MELONI FULMINATA! PRODUTTORI ENERGETICI E PICCOLE E MEDIE IMPRESE SONO IN RIVOLTA PER IL DECRETO BOLLETTE, ATTESO DOMANI IN CONSIGLIO DEI MINISTRI, CHE CAMBIA IL MECCANISMO DI FORMAZIONE DEL PREZZO DELL’ENERGIA ALL’INGROSSO SUL MERCATO ITALIANO E MODIFICA IL SISTEMA DEGLI INCENTIVI ALLE RINNOVABILI
CONFCOMMERCIO E CONFARTIGIANATO: “MANCA UNA RIDUZIONE DEGLI ONERI DI SISTEMA, CHE PESANO PER OLTRE IL 20% SUL TOTALE DELLA BOLLETTA ELETTRICA”,,, I MERCATI GIA’ BOCCIANO LA MISURA: SI È REGISTRATA UNA MASSICCIA VENDITA DEI TITOLI ENERGETICI NEGLI ULTIMI GIORNI
Continua a salire la tensione sul decreto Bollette, studiato dal governo per ridurre i costi
energetici alle famiglie a basso reddito e a sostenere la competitività delle imprese. Il provvedimento, atteso domani in Consiglio dei ministri, con l’ultima bozza trapelata ha sollevato preoccupazioni per le misure che ci sono e per quelle che non ci sono.
E, a parte il bonus da 90 euro previsto per quest’anno per le famiglie a basso reddito che ricevono già il bonus sociale, molte delle altre misure allarmano o deludono. L’allarme scattato tra i produttori energetici riguarda gli articoli del decreto che cambierebbero il meccanismo di formazione del prezzo dell’energia sul mercato italiano all’ingrosso «Mgp» e che modificherebbero il sistema degli incentivi esistenti alle energie rinnovabili.
La flessione dei titoli in Borsa, dopo i cali di giovedì e venerdì scorso, è proseguita ieri: Enel -1,35%, A2a -1,62%, Erg -0,46 per cento. Ma al di là del settore dell’elettricità, il decreto non piace quasi a nessuno.
Le più deluse sono le micro e le Pmi. Confcommercio e Confartigianato puntano il dito sulle misure che non ci sono. «Confcommercio — riporta una nota
dell’associazione presieduta da Carlo Sangalli — apprezza l’impostazione complessiva
Risulta, però, assente – se fosse confermata la bozza di decreto – una misura specificamente dedicata alle Mpmi (Micro, Piccole e Medie Imprese, ndr) di riduzione strutturale e generalizzata degli oneri di sistema, che ancora oggi pesano per oltre il 20% sul totale della bolletta elettrica.

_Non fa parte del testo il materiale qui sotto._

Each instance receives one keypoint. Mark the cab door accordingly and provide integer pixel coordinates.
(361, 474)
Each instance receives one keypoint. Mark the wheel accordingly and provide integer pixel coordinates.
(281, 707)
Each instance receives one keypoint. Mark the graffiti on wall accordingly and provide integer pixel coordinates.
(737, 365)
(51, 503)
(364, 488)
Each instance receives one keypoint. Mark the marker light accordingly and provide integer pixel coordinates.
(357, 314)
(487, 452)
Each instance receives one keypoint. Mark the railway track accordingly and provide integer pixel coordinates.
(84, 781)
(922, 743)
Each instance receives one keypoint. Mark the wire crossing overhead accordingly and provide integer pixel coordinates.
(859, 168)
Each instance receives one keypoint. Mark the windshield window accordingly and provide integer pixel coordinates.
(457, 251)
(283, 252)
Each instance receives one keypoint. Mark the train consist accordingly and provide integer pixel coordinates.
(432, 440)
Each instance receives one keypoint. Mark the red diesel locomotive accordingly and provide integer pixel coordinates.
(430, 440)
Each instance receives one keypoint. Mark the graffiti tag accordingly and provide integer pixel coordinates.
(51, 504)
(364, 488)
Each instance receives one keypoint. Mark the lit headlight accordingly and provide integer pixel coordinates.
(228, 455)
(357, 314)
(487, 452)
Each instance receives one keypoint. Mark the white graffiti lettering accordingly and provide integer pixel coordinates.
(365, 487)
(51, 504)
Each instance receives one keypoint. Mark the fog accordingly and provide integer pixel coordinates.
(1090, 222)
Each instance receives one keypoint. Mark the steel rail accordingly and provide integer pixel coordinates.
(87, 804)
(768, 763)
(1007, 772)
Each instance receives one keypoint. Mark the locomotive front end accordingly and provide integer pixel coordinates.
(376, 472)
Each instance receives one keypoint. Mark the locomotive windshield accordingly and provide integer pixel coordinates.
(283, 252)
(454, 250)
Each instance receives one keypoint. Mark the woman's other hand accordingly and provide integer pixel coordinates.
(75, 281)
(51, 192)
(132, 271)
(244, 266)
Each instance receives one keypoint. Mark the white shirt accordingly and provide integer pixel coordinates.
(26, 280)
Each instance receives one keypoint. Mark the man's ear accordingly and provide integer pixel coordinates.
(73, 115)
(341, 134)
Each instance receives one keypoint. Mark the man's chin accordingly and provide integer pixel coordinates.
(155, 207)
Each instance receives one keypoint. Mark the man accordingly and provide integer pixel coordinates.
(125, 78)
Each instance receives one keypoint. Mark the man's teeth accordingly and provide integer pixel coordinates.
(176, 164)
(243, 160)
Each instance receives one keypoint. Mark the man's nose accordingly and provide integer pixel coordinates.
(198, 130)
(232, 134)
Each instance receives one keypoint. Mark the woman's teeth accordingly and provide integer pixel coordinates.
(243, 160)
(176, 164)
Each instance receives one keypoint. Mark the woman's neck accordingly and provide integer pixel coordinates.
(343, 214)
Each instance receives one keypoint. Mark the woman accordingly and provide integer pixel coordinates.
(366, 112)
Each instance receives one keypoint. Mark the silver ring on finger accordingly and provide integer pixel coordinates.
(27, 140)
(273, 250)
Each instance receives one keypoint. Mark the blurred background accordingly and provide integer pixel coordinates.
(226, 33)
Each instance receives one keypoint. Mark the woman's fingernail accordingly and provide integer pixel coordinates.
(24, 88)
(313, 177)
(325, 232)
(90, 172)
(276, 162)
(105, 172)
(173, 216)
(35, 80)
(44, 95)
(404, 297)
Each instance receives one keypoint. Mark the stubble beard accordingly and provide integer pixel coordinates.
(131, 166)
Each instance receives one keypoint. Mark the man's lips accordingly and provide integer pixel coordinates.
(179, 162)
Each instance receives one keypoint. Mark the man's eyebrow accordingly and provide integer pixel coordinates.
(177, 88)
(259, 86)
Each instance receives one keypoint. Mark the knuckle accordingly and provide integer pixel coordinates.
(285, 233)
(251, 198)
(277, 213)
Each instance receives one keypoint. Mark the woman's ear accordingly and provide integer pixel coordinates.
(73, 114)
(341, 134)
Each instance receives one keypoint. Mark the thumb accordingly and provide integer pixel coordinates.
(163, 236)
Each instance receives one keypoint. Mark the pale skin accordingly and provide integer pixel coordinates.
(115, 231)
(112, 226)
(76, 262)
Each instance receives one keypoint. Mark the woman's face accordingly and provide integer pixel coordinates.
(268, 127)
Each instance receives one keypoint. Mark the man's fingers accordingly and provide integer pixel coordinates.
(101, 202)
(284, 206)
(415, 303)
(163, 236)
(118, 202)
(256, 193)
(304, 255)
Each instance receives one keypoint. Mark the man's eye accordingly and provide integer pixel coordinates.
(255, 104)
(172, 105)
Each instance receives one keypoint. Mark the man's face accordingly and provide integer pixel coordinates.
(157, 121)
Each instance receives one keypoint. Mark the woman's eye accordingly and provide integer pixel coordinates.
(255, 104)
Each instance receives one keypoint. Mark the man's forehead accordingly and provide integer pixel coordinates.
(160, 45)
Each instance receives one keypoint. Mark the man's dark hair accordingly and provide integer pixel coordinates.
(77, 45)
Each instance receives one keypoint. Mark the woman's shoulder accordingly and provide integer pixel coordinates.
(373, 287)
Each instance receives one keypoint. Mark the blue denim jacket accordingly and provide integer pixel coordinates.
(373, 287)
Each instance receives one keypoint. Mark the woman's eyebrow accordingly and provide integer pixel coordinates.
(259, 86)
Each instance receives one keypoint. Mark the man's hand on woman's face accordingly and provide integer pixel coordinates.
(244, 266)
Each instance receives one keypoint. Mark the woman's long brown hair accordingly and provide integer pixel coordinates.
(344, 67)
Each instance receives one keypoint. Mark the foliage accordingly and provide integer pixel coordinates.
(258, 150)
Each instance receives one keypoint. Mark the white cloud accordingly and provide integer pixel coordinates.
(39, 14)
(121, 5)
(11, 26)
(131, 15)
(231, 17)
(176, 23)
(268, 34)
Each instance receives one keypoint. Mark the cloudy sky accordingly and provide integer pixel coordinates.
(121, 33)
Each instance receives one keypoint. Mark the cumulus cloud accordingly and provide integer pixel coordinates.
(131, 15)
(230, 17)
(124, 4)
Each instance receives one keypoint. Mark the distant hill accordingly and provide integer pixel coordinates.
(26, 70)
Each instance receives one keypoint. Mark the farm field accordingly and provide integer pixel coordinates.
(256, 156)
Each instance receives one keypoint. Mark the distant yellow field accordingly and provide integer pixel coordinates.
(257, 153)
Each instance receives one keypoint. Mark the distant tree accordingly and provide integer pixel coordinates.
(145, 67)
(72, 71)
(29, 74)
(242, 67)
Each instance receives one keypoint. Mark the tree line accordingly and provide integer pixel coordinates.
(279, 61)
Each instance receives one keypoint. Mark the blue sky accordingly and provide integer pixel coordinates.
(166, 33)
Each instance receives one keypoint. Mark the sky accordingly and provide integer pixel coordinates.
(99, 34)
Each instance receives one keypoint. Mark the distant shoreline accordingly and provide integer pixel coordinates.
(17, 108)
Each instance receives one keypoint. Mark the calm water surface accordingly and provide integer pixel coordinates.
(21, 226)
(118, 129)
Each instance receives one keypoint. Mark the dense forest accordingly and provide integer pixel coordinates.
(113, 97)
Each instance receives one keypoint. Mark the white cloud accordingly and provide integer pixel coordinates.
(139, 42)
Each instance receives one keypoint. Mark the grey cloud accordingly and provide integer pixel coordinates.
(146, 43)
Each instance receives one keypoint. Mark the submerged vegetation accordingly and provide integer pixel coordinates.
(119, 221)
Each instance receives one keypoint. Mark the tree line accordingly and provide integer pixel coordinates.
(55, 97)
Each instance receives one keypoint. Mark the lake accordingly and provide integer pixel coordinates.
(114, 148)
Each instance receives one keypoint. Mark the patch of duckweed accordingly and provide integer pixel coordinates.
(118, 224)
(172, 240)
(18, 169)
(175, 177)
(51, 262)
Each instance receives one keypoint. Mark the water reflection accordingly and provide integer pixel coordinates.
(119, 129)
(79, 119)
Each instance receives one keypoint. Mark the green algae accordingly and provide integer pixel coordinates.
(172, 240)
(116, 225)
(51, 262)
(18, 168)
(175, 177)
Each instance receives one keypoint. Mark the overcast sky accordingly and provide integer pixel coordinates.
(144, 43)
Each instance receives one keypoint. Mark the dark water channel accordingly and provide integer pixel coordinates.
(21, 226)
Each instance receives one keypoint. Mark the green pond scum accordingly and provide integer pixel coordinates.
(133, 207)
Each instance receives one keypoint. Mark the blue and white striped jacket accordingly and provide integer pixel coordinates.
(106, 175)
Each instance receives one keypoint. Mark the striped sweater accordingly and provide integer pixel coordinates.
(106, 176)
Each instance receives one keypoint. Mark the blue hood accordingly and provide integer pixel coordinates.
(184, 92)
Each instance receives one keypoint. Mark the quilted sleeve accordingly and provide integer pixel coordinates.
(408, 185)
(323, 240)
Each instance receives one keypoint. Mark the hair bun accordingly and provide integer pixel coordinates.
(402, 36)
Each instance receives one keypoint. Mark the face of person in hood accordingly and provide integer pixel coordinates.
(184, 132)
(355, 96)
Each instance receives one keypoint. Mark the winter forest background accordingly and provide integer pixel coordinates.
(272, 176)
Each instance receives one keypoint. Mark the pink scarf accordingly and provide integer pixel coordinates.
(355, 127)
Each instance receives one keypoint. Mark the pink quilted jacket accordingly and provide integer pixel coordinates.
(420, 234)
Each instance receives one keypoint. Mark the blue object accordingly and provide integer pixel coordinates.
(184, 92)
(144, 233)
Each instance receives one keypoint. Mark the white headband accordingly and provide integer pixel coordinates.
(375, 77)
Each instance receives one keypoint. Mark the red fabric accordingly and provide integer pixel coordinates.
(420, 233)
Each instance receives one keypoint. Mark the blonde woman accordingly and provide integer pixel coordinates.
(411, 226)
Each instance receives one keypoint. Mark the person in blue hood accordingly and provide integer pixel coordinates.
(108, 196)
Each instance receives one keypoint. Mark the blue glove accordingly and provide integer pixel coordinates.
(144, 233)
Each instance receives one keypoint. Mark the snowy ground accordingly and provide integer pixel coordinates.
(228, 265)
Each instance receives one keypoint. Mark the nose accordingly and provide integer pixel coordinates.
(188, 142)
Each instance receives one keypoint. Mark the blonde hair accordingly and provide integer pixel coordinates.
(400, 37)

Tale intervento potrebbe trovare adeguata copertura finanziaria mediante l’impiego di quota parte dei proventi derivanti dalle aste delle quote di emissione di CO2». Gli oneri di sistema sono il costo per il sostegno alle rinnovabili e alla cogenerazione, che vale circa il 10% delle bollette della luce.
Sulla stessa lunghezza d’onda per quanto riguarda gli oneri è Confartigianato, che parla di «effetto ottico» e spiega che «l’allungamento dei tempi di pagamento degli oneri fino a 10 anni, al tasso di interesse del 6%, riduce il costo annuale della bolletta ma ne aumenta l’impatto reale complessivo sui consumatori, pari, sembrerebbe, a 10 miliardi»i
E dopo Coldiretti, in merito alle misure che impattano sui prezzi minimi garantiti alle bioenergie agricole ieri hanno espresso timori anche Confagricoltura ed Ebs (Energia da Biomasse Solide). «Il plafond previsto per i prossimi anni per i Prezzi minimi garantiti — commenta Alessandro Bettoni, presidente della Federazione Nazionale Bioeconomia di Confagricoltura — va rivisto. Il plafond destinato al biogas è estremamente limitato e non adeguato al numero di impianti in produzione».